26 Mayıs 2013 Pazar

‘Gök Sultan’ ile Devr-i Hamid’e yolculuk / MESUT ÇEVİKALP

26 Mart 2012 / MESUT ÇEVİKALP
Erciyes Üniversitesi’nin yayımladığı 5 ciltlik Devr-i Hamid Külliyatı, II. Abdülhamid Han ile dönemini, 75 uzmanın kaleminden sunuyor. 90 makaleden oluşan 2250 sayfalık çalışma ‘Gök Sultan’ ile ilgili tüm merak edilenleri yeni belgelerle gün yüzüne taşıyor.

‘Sultan Hamid, ‘Kızıl’ değil, ‘Gök Sultan’dır… Türkiye, dört sınırında yangınlar olan bir ev, Sultan Hamid, o yangınların eve bulaşmaması için hızla koşarak ateşe su serpen, kum döken ve keçe kapatan bir savunucu idi. Bu koşuşmaları sırasında yoluna çıkan bir-iki çocuğa çarpıp düşürdüyse, suç onun değildir. Çünkü yurdun çevresindeki yangınlar göğe yükseliyor ve Gök Sultan, alevleri içeri sokmamak için didiniyordu. Ve sokmadı da. Ne diyelim? Durağı cennet olsun.”



Cumhuriyet dönemi yazarlarında Hüseyin Nihal Atsız’a ait bu satırlar. 
Tamamı üç sayfa kadar olan ‘Abdülhamid Han: Gök Sultan’ başlıklı makale, 11 Mayıs 1956’da Ocak dergisinin 11. sayısında yayımlandı. Şair ve tarihçi Atsız, yaşı itibariyle II. Abdülhamid devrinin sonuna yetişmişti. Sultan vefat ettiğinde 13 yaşında, bıyıkları yeni terleyen bir gençti. ‘Kızıl Sultan’ yaftalamalarına şahit olmuştu. Sultan’ı deviren İttihatçıların ülkeyi soktuğu hâli de iliklerine kadar hissetmişti. İlerleyen yıllarda güçlü kalemini II. Abdülhamid’in hakkını ona teslim etmek için kullanmıştı. Kaleminin gücü şahitliklerinden, yaşadıklarından geliyordu…

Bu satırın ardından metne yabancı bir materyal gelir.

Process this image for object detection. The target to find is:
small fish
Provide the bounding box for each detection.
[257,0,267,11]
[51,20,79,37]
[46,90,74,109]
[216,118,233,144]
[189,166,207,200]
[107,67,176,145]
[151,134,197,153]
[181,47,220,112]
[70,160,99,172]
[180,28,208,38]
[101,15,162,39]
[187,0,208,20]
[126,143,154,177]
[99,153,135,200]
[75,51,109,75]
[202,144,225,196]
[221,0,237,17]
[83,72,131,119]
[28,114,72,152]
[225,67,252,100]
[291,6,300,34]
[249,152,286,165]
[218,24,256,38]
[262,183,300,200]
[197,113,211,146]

“… Peyami Safa’nın ileri sürdüğü İsmail Safa’nın (babası) sürgün edilmesi gibi hâdiselerin ne ehemmiyeti olabilir? İsmail Safa ne istiyordu? Oğlunun iddiasına göre hürriyet! Yani meşrutiyet, serbest seçim… İsmail Safa, İngiliz-Boer savaşında, İngilizlerin bu başarısını, onların elçiliklerine giderek tebrik ettiği için, Sultan Hamid tarafından haklı olarak sürgün edilmiştir… Şimdi insafla düşünülsün: Hiçbir sebep yokken, sırf yurtlarındaki elmas madenlerini zapt etmek için, bir avuç Boer’e büyük ordularla saldıran İngiltere’yi tebrik etmek hangi hürriyetçilik anlayışının sonucudur?”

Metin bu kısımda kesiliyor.